Tuesday, March 25, 2014

Window on Eurasia: Moscow Will Begin Military Operations in Ukraine by Mid-May or Not at All, Felgengauer Says



Paul Goble

            Staunton, March 25 – Many people are asking themselves what will be Moscow’s next steps in Ukraine, but military analysts are focusing in particular on the question of timing  Pavel Felgengauer, a leading independent Moscow expert on military issues, says that Russia will begin military operations in Ukraine by the middle of May or won’t launch them at all.

            The Snob.ru portal today surveyed five Moscow political-military specialists on what will happen next and equally important when it will occur.  Felgengauer suggests that “in the course of the next several weeks a very serious escalation of force is possible ... but that if it doesn’t occur now, it won’t happen ever” (snob.ru/selected/entry/74107).

            Public attitudes are not going to determine the timing, he said. “Now all decisions will be taken by the military.  If we do not go to war before the middle of May, then this will not happen later either.”
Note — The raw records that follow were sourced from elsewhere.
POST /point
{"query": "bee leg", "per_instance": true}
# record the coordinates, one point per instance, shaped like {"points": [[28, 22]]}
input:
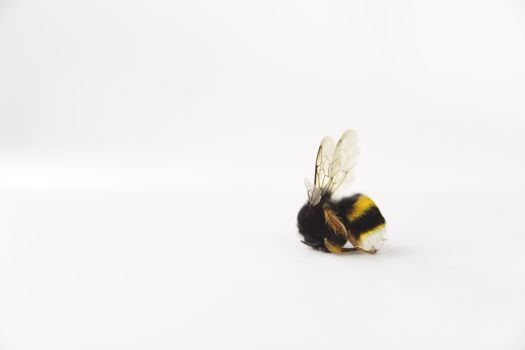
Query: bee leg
{"points": [[336, 249]]}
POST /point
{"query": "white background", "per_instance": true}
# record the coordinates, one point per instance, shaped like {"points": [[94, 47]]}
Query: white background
{"points": [[152, 156]]}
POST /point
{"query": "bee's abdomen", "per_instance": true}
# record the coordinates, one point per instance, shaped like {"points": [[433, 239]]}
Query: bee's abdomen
{"points": [[364, 220]]}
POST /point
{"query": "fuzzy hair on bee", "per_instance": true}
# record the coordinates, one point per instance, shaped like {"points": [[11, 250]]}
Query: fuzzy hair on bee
{"points": [[329, 224]]}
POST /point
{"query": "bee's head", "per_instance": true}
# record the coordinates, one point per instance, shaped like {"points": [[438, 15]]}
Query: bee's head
{"points": [[310, 223]]}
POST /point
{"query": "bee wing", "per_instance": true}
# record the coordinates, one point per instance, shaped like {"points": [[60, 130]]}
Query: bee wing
{"points": [[314, 192], [344, 161], [333, 166], [323, 163]]}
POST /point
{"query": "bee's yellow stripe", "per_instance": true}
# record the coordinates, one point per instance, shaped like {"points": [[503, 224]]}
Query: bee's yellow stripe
{"points": [[362, 204], [370, 232]]}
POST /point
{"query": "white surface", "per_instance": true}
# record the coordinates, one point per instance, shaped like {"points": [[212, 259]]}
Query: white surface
{"points": [[152, 157]]}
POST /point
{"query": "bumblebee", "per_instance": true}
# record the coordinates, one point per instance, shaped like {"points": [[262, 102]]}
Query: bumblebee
{"points": [[328, 224]]}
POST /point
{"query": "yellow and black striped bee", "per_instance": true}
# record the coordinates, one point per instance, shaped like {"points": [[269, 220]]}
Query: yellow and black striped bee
{"points": [[328, 224]]}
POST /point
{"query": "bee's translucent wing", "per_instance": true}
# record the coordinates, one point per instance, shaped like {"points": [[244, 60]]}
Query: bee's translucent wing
{"points": [[333, 166], [314, 192], [323, 162], [343, 161]]}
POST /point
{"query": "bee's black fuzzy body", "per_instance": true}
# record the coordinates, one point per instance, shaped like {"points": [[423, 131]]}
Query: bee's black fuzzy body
{"points": [[313, 227], [358, 213]]}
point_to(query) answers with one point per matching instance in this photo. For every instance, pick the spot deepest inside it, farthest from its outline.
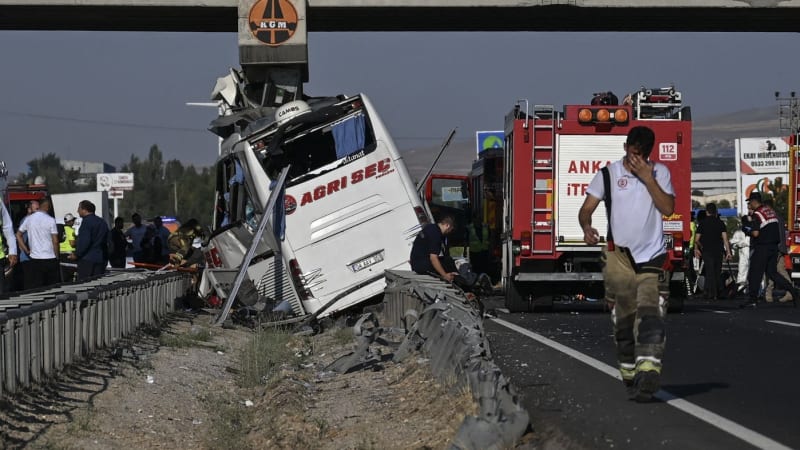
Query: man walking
(634, 260)
(42, 247)
(92, 248)
(741, 242)
(67, 247)
(136, 234)
(8, 258)
(764, 238)
(430, 249)
(711, 243)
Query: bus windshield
(318, 142)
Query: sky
(104, 96)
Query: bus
(350, 208)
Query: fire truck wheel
(518, 298)
(677, 295)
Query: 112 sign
(668, 151)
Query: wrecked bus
(350, 208)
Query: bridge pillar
(273, 49)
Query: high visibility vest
(66, 247)
(2, 235)
(478, 243)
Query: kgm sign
(273, 22)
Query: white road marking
(750, 436)
(788, 324)
(715, 311)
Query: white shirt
(636, 223)
(41, 228)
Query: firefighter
(8, 245)
(181, 244)
(634, 260)
(479, 246)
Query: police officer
(67, 248)
(181, 244)
(634, 265)
(8, 245)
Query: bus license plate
(366, 262)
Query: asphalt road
(730, 378)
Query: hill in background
(712, 143)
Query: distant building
(87, 170)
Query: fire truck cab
(550, 157)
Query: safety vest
(478, 243)
(2, 236)
(66, 247)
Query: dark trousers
(88, 269)
(41, 272)
(3, 265)
(764, 259)
(712, 269)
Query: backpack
(148, 244)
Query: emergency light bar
(602, 115)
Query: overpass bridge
(413, 15)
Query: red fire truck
(527, 195)
(793, 207)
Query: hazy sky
(103, 96)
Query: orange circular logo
(273, 22)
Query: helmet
(291, 110)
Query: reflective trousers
(637, 294)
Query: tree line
(163, 188)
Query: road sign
(488, 139)
(114, 181)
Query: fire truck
(16, 195)
(527, 195)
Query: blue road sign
(488, 139)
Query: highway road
(730, 378)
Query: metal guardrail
(42, 331)
(440, 321)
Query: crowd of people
(41, 252)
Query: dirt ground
(184, 385)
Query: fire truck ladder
(542, 220)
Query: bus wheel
(517, 298)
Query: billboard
(763, 155)
(488, 139)
(115, 181)
(768, 184)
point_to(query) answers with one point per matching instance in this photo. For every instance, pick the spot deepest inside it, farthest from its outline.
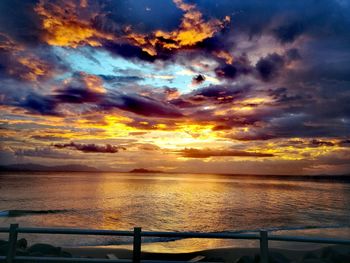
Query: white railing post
(136, 253)
(12, 243)
(264, 246)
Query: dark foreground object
(331, 254)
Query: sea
(173, 202)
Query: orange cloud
(64, 27)
(192, 30)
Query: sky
(227, 86)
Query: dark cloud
(42, 152)
(240, 66)
(90, 148)
(320, 143)
(206, 153)
(120, 79)
(290, 32)
(199, 79)
(39, 104)
(141, 105)
(270, 66)
(47, 138)
(218, 93)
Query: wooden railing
(137, 234)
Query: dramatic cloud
(191, 82)
(205, 153)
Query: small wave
(305, 227)
(15, 213)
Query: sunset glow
(193, 87)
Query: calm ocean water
(172, 202)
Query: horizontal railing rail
(137, 234)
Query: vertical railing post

            Ukraine lacks the materiel to fight an effective war, he continues, and while NATO could provide enough, that would take a certain amount of time. Only by the fall could the Ukrainians be “prepared to meet us. And whether other states might be drawn into military actions will depend on how the Ukrainians conduct themselves.”
           
            “A clash with the forces of other states is improbable, Felgengauer says. “But the probability of a global nuclear war is not equal to zero. Everything is possible.  These decisions ... will be taken by the military in the near future.”  The Moscow expert on military affairs says that he “hopes for a peaceful development of events.”

            A second analyst, political scientist Aleksandr Konovalov, says that “war is possible. Everything depends on our behavior.” If Russia moves into Eastern Ukraine and Transdniestria, then the responses will be serious ... No one is interested in war, but sometimes events with  zero probability happen, especially when you play games like we are playing.”

            NATO is very much weaker than it was, and its members are not ready or willing to fight. Even the US, Konovalov says, can’t afford it because it would “shake the internal stability of the country.”  Consequently, he says, “on its own initiative, [the United States] will scarcely get involved in a [new] military conflict.”

            But if it should  appear that Moscow has designs on the Baltic countries, all that could change, not because of the famous Article Five guarantees but because everyone would recognize how dangerous such a Russian move would be and they would begin to think about what they could do.

             A third analyst contacted by Snob.ru, Aleksandr Golts who writes regularly on security issues, says that Moscow’s own NATO watchers love to present the Western alliance as a constant threat. But both the US and its leading allies in Western Europe “have said that there won’t be any placement of forces on the territory of Ukraine. Period.”

                Golts says he does not exclude that Moscow may seek to seize the southeastern portions of Ukraine by force, but he warns that such an operation would not be nearly as easy as taking Crimea. The local population would be less enthusiastic about such a move, and the geography would make such a conquest far more difficult.

            What is disturbing is that Moscow is not allowing the kind of monitoring it is supposed to of its large-scale military maneuvers near the Ukrainian border.  The Vienna convention of 2011 requires that the Russian authorities allow foreigners to monitor any maneuvers involving more than 8,000 soldiers. Moscow is not doing that, Golts says.

            According to Golts, “by re-uniting Crimea, Russia has done everything possible to enliven the North Atlantic alliance.”  Russians should remember that in 1994, NATO said that it would not take in any new members if they had territorial disputes with their neighbors.  Ukraine clearly has one with Russia. Will the alliance change its rules?

            Aleksey Arbatov, a foreign policy specialist at IMEMO, says that no one should be “sowing panic.” President Vladimir Putin has said he isn’t going to try to seize more of Ukraine and doesn’t want to dismember it. And NATO is not directly involved because “Ukraine is not a member” of the alliance.  Consequently, the alliance won’t intervene militarily.

            The IMEMO expert suggests that the unstable government in Kyiv is promoting apocalyptic talk in the hope of getting help.

            Finally, Aleksandr Khramchikhi, the deputy director of the Moscow Institute for Political and Military Analysis, says that “it is already clear that there will not be a war.” And he comments that Western sanctions aren’t hitting ordinary Russians and so will not have the effect some in the West hope.